Bill Evans est un très grand technicien du piano. Son toucher à la fois velouté et incisif, hérité en droite ligne de la tradition classique, a été rarement égalé. Son habilité digitale et son imagination rythmique lui permettent d'étonnantes hardiesses dans la paraphrase.
Improvisateur souple et subtil, jamais il ne transige avec la pudeur et la concision. Chez lui, tout repose sur le dialogue incessant des deux mains, avec une main gauche « ambulante » – selon le système « Charleston », développé notamment par Ahmad Jamal – soumise au phrasé de la main droite. Bill Evans utilise également les blocs d'accords, popularisés par Erroll Garner et Milt Buckner, avec parfois une grande violence, mais toujours avec un lyrisme très personnel.

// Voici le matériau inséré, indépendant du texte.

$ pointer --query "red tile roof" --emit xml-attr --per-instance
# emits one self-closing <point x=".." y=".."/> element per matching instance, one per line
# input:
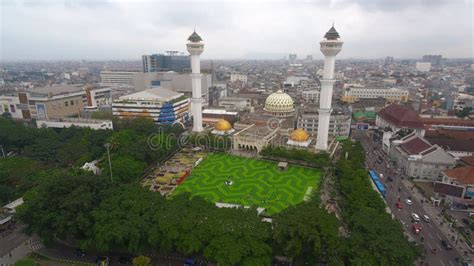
<point x="469" y="160"/>
<point x="464" y="174"/>
<point x="401" y="116"/>
<point x="450" y="134"/>
<point x="415" y="146"/>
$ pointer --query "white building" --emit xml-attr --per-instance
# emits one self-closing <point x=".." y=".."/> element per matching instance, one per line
<point x="353" y="94"/>
<point x="310" y="96"/>
<point x="330" y="47"/>
<point x="238" y="77"/>
<point x="77" y="122"/>
<point x="235" y="103"/>
<point x="423" y="66"/>
<point x="419" y="159"/>
<point x="339" y="122"/>
<point x="162" y="105"/>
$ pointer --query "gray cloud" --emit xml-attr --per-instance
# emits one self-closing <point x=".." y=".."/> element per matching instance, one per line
<point x="88" y="29"/>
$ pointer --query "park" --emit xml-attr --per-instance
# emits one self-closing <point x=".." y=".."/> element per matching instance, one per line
<point x="245" y="181"/>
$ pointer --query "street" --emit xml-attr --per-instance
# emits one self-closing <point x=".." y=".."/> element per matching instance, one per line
<point x="430" y="235"/>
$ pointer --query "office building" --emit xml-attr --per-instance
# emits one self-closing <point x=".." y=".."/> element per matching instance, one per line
<point x="418" y="158"/>
<point x="162" y="105"/>
<point x="435" y="60"/>
<point x="355" y="93"/>
<point x="423" y="66"/>
<point x="171" y="60"/>
<point x="54" y="101"/>
<point x="339" y="122"/>
<point x="238" y="77"/>
<point x="330" y="46"/>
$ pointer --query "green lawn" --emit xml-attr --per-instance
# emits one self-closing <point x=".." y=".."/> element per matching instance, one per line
<point x="255" y="182"/>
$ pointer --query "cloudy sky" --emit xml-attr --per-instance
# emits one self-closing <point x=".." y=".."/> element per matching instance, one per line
<point x="96" y="29"/>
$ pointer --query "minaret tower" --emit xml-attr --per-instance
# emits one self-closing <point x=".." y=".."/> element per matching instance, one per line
<point x="195" y="48"/>
<point x="330" y="47"/>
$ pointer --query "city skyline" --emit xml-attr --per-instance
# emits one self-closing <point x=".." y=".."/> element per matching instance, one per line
<point x="100" y="30"/>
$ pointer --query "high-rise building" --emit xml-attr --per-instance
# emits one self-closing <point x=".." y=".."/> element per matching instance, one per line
<point x="330" y="47"/>
<point x="195" y="48"/>
<point x="172" y="60"/>
<point x="388" y="61"/>
<point x="435" y="60"/>
<point x="292" y="59"/>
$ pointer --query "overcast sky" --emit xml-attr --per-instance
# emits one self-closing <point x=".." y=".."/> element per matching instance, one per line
<point x="95" y="29"/>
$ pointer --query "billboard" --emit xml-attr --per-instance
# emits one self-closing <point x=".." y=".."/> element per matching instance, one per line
<point x="41" y="111"/>
<point x="362" y="126"/>
<point x="448" y="189"/>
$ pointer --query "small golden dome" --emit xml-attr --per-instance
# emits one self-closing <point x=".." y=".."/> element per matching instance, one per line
<point x="222" y="125"/>
<point x="299" y="135"/>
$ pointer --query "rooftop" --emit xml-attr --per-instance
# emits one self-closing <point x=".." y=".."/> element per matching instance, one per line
<point x="464" y="174"/>
<point x="401" y="116"/>
<point x="194" y="37"/>
<point x="158" y="94"/>
<point x="469" y="160"/>
<point x="415" y="146"/>
<point x="332" y="34"/>
<point x="58" y="89"/>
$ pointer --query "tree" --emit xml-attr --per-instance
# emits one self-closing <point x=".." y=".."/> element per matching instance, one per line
<point x="26" y="262"/>
<point x="141" y="261"/>
<point x="123" y="219"/>
<point x="61" y="206"/>
<point x="124" y="169"/>
<point x="307" y="233"/>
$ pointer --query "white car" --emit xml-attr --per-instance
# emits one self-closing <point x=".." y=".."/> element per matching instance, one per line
<point x="415" y="217"/>
<point x="426" y="218"/>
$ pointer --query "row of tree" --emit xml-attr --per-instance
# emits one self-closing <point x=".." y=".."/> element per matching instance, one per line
<point x="127" y="217"/>
<point x="374" y="237"/>
<point x="316" y="159"/>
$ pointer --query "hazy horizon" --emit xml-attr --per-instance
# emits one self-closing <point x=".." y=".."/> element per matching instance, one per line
<point x="233" y="30"/>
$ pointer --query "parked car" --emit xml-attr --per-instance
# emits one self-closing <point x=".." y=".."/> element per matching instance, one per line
<point x="415" y="217"/>
<point x="426" y="218"/>
<point x="446" y="245"/>
<point x="80" y="253"/>
<point x="124" y="260"/>
<point x="102" y="261"/>
<point x="416" y="228"/>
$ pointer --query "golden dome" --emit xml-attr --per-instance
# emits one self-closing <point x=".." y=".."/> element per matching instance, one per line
<point x="279" y="102"/>
<point x="222" y="125"/>
<point x="299" y="135"/>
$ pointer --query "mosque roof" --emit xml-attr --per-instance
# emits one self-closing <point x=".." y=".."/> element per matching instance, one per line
<point x="332" y="34"/>
<point x="194" y="37"/>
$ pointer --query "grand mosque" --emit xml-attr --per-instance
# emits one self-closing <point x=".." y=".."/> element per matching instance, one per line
<point x="274" y="124"/>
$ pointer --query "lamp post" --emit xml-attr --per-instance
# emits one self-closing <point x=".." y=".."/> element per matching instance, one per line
<point x="107" y="146"/>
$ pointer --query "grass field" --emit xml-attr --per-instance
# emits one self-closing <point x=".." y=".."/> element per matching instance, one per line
<point x="254" y="182"/>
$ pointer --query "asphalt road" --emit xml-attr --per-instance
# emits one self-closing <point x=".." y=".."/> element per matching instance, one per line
<point x="430" y="233"/>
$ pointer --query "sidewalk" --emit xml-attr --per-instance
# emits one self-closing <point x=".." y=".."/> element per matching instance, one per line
<point x="436" y="217"/>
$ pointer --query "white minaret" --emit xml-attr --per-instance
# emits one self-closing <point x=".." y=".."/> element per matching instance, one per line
<point x="330" y="47"/>
<point x="195" y="48"/>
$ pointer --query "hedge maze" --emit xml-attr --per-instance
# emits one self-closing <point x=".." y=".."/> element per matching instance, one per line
<point x="249" y="182"/>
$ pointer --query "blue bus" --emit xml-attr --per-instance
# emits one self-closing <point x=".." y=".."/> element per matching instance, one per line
<point x="378" y="184"/>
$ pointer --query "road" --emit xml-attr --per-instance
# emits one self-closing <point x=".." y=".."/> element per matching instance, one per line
<point x="430" y="236"/>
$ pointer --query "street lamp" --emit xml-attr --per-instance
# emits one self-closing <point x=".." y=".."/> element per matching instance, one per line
<point x="3" y="152"/>
<point x="107" y="146"/>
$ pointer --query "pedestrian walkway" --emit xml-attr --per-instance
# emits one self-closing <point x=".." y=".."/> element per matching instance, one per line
<point x="16" y="254"/>
<point x="436" y="217"/>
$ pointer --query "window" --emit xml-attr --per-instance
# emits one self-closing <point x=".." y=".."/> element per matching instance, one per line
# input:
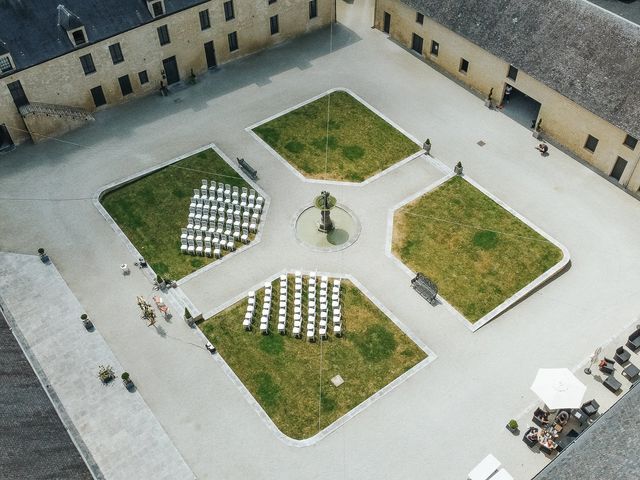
<point x="144" y="78"/>
<point x="87" y="64"/>
<point x="205" y="21"/>
<point x="233" y="41"/>
<point x="629" y="141"/>
<point x="274" y="25"/>
<point x="618" y="168"/>
<point x="228" y="11"/>
<point x="157" y="9"/>
<point x="435" y="47"/>
<point x="163" y="35"/>
<point x="78" y="37"/>
<point x="116" y="53"/>
<point x="98" y="96"/>
<point x="591" y="143"/>
<point x="5" y="64"/>
<point x="125" y="85"/>
<point x="416" y="43"/>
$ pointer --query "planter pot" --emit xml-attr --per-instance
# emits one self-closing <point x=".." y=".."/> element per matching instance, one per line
<point x="514" y="431"/>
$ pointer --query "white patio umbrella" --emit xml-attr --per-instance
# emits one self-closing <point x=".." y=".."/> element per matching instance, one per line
<point x="558" y="388"/>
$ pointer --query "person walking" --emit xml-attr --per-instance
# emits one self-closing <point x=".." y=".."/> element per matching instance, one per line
<point x="507" y="93"/>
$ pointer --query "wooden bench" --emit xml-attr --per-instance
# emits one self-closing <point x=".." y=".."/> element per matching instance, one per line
<point x="248" y="169"/>
<point x="426" y="288"/>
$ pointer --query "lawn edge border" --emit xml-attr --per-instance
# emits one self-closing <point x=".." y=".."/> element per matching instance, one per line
<point x="301" y="176"/>
<point x="513" y="299"/>
<point x="148" y="272"/>
<point x="332" y="427"/>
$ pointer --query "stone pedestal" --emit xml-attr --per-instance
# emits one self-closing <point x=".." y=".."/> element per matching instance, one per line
<point x="325" y="225"/>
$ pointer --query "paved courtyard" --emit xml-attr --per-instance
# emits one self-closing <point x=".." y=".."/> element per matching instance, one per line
<point x="442" y="420"/>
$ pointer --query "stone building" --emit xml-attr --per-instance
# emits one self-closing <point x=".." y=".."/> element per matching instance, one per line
<point x="570" y="66"/>
<point x="60" y="62"/>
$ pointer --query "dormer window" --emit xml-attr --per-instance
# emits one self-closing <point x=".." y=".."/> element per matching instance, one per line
<point x="72" y="24"/>
<point x="78" y="36"/>
<point x="156" y="7"/>
<point x="6" y="65"/>
<point x="6" y="62"/>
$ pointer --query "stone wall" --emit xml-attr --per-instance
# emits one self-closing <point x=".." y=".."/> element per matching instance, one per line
<point x="563" y="120"/>
<point x="61" y="81"/>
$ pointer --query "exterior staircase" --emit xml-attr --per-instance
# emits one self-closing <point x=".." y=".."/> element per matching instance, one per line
<point x="44" y="120"/>
<point x="61" y="111"/>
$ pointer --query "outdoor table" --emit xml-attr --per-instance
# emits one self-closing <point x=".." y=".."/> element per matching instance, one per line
<point x="502" y="475"/>
<point x="485" y="468"/>
<point x="631" y="371"/>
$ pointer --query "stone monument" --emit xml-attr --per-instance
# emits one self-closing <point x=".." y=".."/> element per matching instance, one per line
<point x="325" y="202"/>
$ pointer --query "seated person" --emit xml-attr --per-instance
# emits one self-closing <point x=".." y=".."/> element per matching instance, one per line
<point x="543" y="148"/>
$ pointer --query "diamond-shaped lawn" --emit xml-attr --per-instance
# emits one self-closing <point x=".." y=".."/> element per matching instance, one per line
<point x="291" y="378"/>
<point x="152" y="210"/>
<point x="336" y="137"/>
<point x="478" y="253"/>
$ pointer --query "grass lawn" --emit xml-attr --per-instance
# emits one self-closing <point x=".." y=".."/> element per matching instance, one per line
<point x="152" y="210"/>
<point x="290" y="377"/>
<point x="451" y="235"/>
<point x="359" y="142"/>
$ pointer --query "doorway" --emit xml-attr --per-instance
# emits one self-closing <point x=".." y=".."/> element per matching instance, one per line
<point x="387" y="23"/>
<point x="618" y="169"/>
<point x="171" y="70"/>
<point x="521" y="107"/>
<point x="6" y="142"/>
<point x="17" y="93"/>
<point x="210" y="54"/>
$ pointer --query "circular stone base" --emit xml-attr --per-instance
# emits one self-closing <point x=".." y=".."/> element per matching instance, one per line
<point x="345" y="233"/>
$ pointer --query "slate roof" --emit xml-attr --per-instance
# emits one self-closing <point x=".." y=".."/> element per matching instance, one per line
<point x="30" y="30"/>
<point x="581" y="51"/>
<point x="33" y="441"/>
<point x="606" y="450"/>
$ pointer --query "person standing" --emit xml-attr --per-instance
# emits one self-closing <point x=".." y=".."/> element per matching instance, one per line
<point x="507" y="93"/>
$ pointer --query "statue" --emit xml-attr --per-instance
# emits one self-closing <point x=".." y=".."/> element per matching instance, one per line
<point x="325" y="202"/>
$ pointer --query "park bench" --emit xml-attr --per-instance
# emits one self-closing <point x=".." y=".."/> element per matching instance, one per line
<point x="248" y="169"/>
<point x="426" y="288"/>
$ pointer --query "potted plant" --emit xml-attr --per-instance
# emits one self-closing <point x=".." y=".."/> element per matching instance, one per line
<point x="427" y="146"/>
<point x="487" y="102"/>
<point x="126" y="380"/>
<point x="105" y="373"/>
<point x="43" y="256"/>
<point x="86" y="322"/>
<point x="188" y="318"/>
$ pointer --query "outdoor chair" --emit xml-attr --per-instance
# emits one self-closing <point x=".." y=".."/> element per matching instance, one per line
<point x="631" y="372"/>
<point x="546" y="450"/>
<point x="528" y="441"/>
<point x="621" y="356"/>
<point x="607" y="365"/>
<point x="634" y="340"/>
<point x="539" y="417"/>
<point x="612" y="384"/>
<point x="590" y="408"/>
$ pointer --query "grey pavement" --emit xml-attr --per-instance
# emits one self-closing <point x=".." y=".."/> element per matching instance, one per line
<point x="112" y="427"/>
<point x="446" y="417"/>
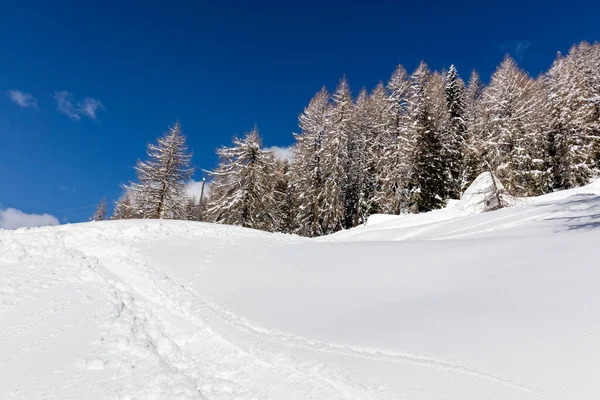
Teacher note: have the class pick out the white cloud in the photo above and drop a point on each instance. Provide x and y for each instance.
(282, 153)
(75, 110)
(22, 99)
(194, 189)
(12, 218)
(90, 107)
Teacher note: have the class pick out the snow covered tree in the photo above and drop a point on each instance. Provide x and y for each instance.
(375, 125)
(335, 161)
(514, 141)
(358, 131)
(242, 187)
(397, 144)
(160, 190)
(455, 135)
(284, 198)
(473, 163)
(573, 119)
(100, 213)
(125, 207)
(307, 166)
(427, 183)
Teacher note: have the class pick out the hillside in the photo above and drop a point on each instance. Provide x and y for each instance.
(443, 305)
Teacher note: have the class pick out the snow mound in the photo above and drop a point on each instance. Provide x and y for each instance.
(446, 305)
(486, 193)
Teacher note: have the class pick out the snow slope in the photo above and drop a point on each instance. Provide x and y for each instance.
(444, 305)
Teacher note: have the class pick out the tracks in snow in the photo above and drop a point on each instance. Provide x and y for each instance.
(191, 347)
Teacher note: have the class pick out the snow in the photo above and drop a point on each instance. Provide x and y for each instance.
(445, 305)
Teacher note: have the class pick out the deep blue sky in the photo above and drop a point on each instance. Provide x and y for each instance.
(220, 67)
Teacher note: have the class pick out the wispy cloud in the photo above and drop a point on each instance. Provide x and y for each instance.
(90, 107)
(75, 110)
(22, 99)
(517, 48)
(194, 189)
(67, 188)
(520, 48)
(11, 218)
(282, 153)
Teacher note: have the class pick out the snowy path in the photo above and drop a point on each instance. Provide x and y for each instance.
(177, 310)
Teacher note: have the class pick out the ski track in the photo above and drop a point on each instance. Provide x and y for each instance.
(221, 353)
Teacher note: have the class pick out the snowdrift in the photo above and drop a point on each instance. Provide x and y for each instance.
(444, 305)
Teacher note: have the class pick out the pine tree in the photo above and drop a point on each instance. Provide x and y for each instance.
(307, 166)
(125, 207)
(573, 119)
(191, 212)
(242, 187)
(397, 142)
(473, 160)
(335, 161)
(284, 199)
(100, 213)
(380, 148)
(357, 171)
(427, 180)
(513, 134)
(455, 136)
(160, 190)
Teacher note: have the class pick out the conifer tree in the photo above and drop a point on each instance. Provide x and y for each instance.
(242, 187)
(307, 166)
(427, 180)
(455, 135)
(572, 119)
(398, 144)
(284, 198)
(336, 160)
(513, 135)
(100, 213)
(358, 131)
(125, 207)
(378, 143)
(473, 160)
(160, 190)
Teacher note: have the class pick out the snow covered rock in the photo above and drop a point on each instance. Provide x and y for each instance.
(486, 193)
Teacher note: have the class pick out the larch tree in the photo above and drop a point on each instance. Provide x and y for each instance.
(512, 133)
(572, 120)
(307, 177)
(335, 160)
(242, 191)
(284, 199)
(357, 196)
(125, 207)
(427, 179)
(160, 189)
(397, 144)
(455, 135)
(100, 212)
(473, 162)
(376, 137)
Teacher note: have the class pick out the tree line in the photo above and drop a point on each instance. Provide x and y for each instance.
(406, 147)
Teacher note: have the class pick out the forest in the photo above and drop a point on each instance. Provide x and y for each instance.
(408, 146)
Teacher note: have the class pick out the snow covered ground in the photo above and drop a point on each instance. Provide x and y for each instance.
(444, 305)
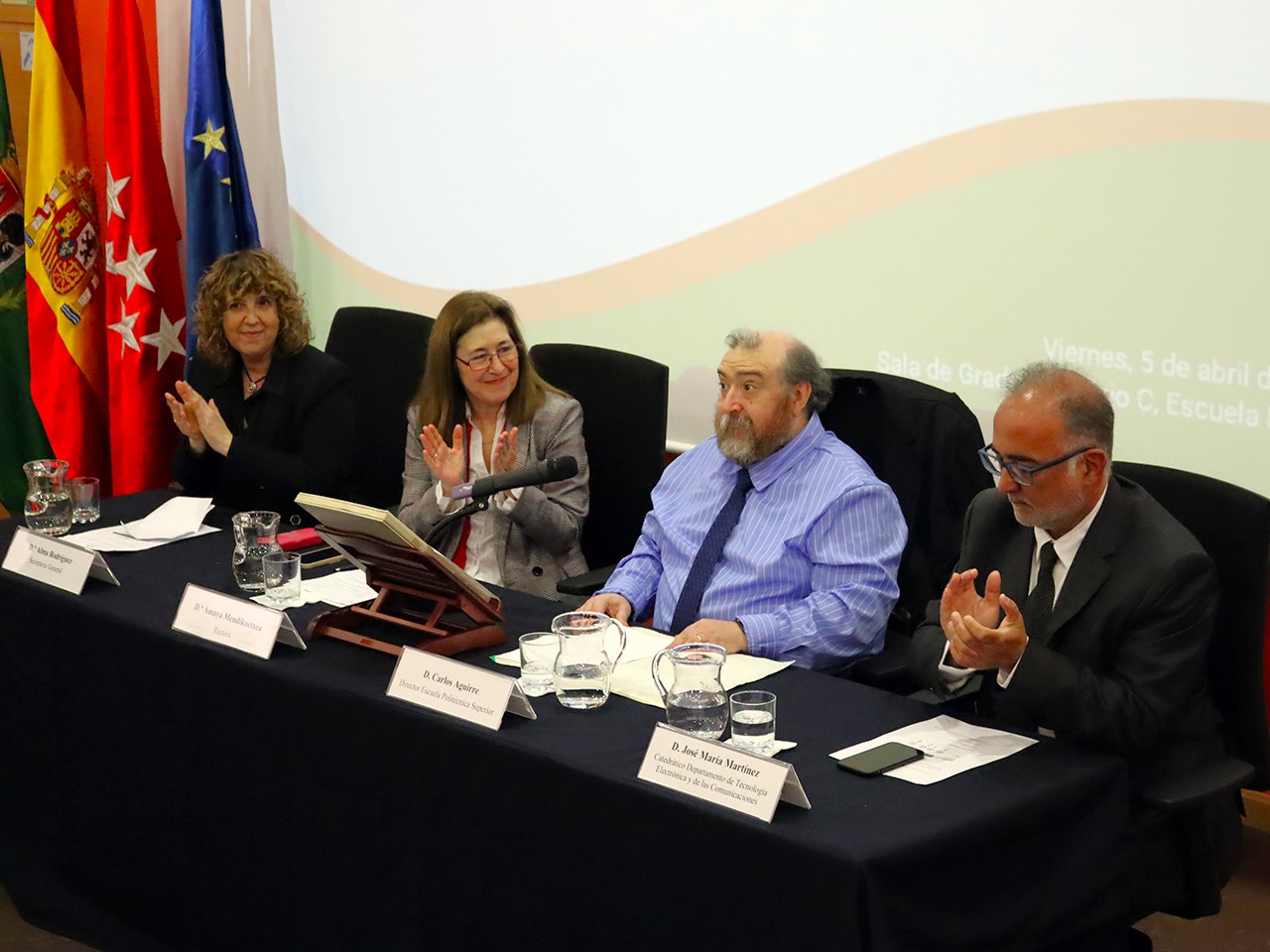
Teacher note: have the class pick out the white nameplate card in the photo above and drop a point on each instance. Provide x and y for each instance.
(454, 688)
(234, 622)
(719, 774)
(55, 561)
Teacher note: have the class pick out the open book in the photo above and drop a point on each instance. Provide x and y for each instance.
(341, 516)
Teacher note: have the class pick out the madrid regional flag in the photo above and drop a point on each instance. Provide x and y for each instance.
(64, 271)
(144, 302)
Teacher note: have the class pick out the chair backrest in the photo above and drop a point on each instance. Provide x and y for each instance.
(385, 349)
(924, 443)
(1233, 526)
(624, 403)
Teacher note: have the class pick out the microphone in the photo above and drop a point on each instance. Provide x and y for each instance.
(547, 471)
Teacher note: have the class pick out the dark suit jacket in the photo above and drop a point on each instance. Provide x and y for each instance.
(1124, 666)
(294, 435)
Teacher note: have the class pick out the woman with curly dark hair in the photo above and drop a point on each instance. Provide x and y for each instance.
(264, 416)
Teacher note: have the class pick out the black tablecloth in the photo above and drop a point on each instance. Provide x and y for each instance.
(163, 792)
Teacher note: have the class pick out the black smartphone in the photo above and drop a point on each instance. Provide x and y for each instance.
(879, 760)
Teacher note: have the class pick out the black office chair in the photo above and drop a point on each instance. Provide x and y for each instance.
(924, 443)
(385, 349)
(1233, 526)
(624, 402)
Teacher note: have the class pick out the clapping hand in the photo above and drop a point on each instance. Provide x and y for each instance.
(198, 420)
(445, 462)
(976, 633)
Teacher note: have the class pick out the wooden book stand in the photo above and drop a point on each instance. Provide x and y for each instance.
(417, 597)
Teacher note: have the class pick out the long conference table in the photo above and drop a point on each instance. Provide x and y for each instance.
(163, 792)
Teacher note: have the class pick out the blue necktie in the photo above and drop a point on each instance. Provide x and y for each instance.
(707, 556)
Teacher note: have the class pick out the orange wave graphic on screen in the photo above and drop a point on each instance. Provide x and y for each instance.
(857, 194)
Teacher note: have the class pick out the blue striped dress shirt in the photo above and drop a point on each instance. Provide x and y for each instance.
(811, 567)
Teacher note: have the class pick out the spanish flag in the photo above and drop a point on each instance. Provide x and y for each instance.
(64, 322)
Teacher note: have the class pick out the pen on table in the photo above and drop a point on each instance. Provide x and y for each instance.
(322, 561)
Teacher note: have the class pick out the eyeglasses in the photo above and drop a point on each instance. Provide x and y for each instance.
(1021, 474)
(479, 363)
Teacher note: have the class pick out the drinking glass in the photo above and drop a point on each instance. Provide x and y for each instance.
(282, 579)
(753, 721)
(539, 651)
(86, 498)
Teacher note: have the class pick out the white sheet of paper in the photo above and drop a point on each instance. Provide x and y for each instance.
(180, 516)
(113, 538)
(952, 747)
(343, 588)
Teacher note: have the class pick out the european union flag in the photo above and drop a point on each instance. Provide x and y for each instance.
(218, 214)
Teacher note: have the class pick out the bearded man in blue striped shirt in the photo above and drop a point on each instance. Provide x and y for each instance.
(808, 570)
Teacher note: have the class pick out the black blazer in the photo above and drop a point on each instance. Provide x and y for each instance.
(1124, 669)
(294, 435)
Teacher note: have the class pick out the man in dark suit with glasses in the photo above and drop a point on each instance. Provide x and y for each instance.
(1083, 603)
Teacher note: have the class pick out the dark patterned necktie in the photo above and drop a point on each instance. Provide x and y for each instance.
(707, 556)
(1040, 599)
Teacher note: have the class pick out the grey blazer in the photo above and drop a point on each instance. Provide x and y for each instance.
(539, 542)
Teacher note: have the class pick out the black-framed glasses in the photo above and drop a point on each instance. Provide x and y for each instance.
(1021, 474)
(479, 363)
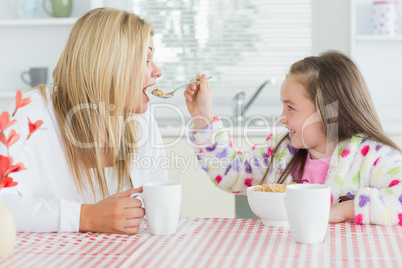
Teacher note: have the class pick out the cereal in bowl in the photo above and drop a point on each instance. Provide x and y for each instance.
(272, 188)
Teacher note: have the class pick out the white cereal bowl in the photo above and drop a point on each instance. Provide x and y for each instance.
(269, 207)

Il procède peu par succession d'accords et préfère, comme Miles Davis, exploiter toutes les possibilités des modes musicaux. Le compositeur Bill Evans nous offre des thèmes infiniment mélodiques, parés de multiples changements de couleurs harmoniques. Bref, par petites touches, se brosse le portrait de l'un des plus grands maîtres du piano jazz, tant pour la perfection formelle que pour la sensibilité poétique. Faut-il préciser que le monde libertaire du free jazz lui reste fondamentalement étranger ? Peut-il en être autrement pour un homme qui affirme : « La liberté la plus valable est celle qui a de la force, un peu parce qu'elle est gagnée contre quelque chose de solide, quelque chose de rigide. »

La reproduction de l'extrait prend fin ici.